As for his forecast of the Maui economy, Bonham said, “this is as good as it gets.”

Growth over the long term will not come from tourism, the No. 1 industry in the state and county, said Bonham. Though recent tourism reports show record-breaking numbers of visitors and increased spending by them, Bonham pointed out that spending data would naturally rise with inflation.

Long-term economic growth will have to come from technology industries and small businesses and their exports. This includes “small businesses who will export their beer . . . all over the world,” Bonham said, referring to Kihei-based Maui Brewing Co., whose owners Garrett Marrero and Melanie Oxley were honored at the luncheon by the U.S. Small Business Administration as the 2017 Small Business Persons of the Year for Hawaii.

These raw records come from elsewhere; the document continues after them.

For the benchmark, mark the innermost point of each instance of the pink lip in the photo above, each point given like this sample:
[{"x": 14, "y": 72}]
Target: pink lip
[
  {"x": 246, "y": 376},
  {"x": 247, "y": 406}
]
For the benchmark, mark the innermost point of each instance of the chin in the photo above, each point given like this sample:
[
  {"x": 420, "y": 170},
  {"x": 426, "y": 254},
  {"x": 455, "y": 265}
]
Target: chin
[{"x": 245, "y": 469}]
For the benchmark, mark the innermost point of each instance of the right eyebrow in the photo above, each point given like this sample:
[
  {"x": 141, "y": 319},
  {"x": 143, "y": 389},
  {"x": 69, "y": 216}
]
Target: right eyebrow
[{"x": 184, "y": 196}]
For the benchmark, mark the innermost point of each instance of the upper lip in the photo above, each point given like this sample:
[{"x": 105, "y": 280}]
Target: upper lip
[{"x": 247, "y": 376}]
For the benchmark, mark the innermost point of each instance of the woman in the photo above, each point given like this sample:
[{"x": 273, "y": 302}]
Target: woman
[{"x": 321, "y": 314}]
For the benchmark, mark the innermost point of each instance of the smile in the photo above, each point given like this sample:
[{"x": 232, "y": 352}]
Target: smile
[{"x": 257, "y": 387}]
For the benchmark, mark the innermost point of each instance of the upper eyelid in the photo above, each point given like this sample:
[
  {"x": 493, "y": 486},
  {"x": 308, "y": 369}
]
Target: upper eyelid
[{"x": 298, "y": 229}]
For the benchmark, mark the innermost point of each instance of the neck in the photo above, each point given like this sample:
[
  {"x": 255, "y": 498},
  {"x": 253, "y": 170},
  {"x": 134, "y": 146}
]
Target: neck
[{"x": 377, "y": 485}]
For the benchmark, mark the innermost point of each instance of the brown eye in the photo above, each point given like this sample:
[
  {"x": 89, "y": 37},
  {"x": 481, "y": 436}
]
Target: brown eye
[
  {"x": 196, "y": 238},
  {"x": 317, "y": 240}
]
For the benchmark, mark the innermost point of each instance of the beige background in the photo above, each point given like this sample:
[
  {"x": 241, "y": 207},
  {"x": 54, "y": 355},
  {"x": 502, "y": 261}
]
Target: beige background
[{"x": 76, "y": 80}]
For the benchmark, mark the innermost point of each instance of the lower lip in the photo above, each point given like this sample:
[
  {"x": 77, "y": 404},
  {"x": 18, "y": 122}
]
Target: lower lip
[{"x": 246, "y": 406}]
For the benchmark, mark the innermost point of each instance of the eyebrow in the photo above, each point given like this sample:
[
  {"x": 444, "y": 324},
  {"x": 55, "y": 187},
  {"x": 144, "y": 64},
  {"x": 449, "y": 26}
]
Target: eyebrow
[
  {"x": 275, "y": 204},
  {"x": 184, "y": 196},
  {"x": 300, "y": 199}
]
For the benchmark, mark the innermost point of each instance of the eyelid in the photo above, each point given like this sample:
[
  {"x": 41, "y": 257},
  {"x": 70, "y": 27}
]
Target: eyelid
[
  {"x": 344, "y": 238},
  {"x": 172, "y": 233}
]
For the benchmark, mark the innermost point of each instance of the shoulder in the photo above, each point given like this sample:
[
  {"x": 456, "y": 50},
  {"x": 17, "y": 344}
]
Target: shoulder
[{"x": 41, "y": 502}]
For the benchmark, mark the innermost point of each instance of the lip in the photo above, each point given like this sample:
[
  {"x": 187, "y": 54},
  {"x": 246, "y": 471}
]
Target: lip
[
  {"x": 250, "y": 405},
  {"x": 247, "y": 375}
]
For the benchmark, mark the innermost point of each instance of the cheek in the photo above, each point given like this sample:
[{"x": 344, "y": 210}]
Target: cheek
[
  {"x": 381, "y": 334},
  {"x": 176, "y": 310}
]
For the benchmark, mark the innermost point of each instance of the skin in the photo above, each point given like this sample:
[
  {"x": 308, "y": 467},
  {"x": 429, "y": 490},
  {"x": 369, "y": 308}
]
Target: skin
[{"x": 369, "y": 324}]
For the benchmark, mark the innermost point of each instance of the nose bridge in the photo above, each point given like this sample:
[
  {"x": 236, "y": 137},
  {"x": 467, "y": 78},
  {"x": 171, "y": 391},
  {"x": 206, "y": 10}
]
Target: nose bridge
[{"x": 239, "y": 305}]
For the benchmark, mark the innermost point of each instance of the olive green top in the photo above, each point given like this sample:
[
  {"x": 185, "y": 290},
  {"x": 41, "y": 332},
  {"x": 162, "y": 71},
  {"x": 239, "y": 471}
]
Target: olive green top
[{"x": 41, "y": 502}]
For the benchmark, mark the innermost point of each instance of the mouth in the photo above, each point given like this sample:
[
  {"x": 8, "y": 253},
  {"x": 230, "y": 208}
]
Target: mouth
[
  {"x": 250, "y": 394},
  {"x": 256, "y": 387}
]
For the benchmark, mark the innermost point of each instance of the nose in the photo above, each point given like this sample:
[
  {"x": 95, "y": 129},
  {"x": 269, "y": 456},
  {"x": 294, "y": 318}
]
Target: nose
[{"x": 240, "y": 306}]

Maui Brewing Co. exports beer to 20 states and 13 countries.

Large-scale agriculture was part of the three-legged economy of Hawaii of years back, the other two legs being tourism and the military. But the large-scale agriculture leg officially disappeared in December when HC&S, the last sugar plantation in the state with a 145-year history, shut down.

Its parent company, Alexander & Baldwin, cited $30 million in losses from its agribusiness sector in 2015 with more projected losses going forward. A&B officials said in December that there would be 14 workers remaining from a more than 600-member HC&S workforce.

Maui Chamber of Commerce President Pamela Tumpap agreed with Bonham’s comments that paychecks for former HC&S laborers likely will be less than than the $19 to $20 an hour they earned. As these workers have integrated into the workforce, Tumpap said they are encountering wages that are considerably lower.

“We are finding a significant gap,” she said.

This is why March’s 2.8 percent unemployment rate is deceiving with regard to the loss of jobs at HC&S. Bonham noted that there was an uptick in state labor department unemployment statistics from 2.6 percent in December to 3.3 percent in January. Since then, though, there has been a decline to 2.9 percent in February and 2.8 percent in March. (The data is not adjusted for seasonal hiring, such as during the holidays and the summer.)

The data may be deceiving because there are no statistics available on agricultural jobs; statisticians at the state Department of Agriculture were laid off during the Great Recession in the late 2000s, Bonham said.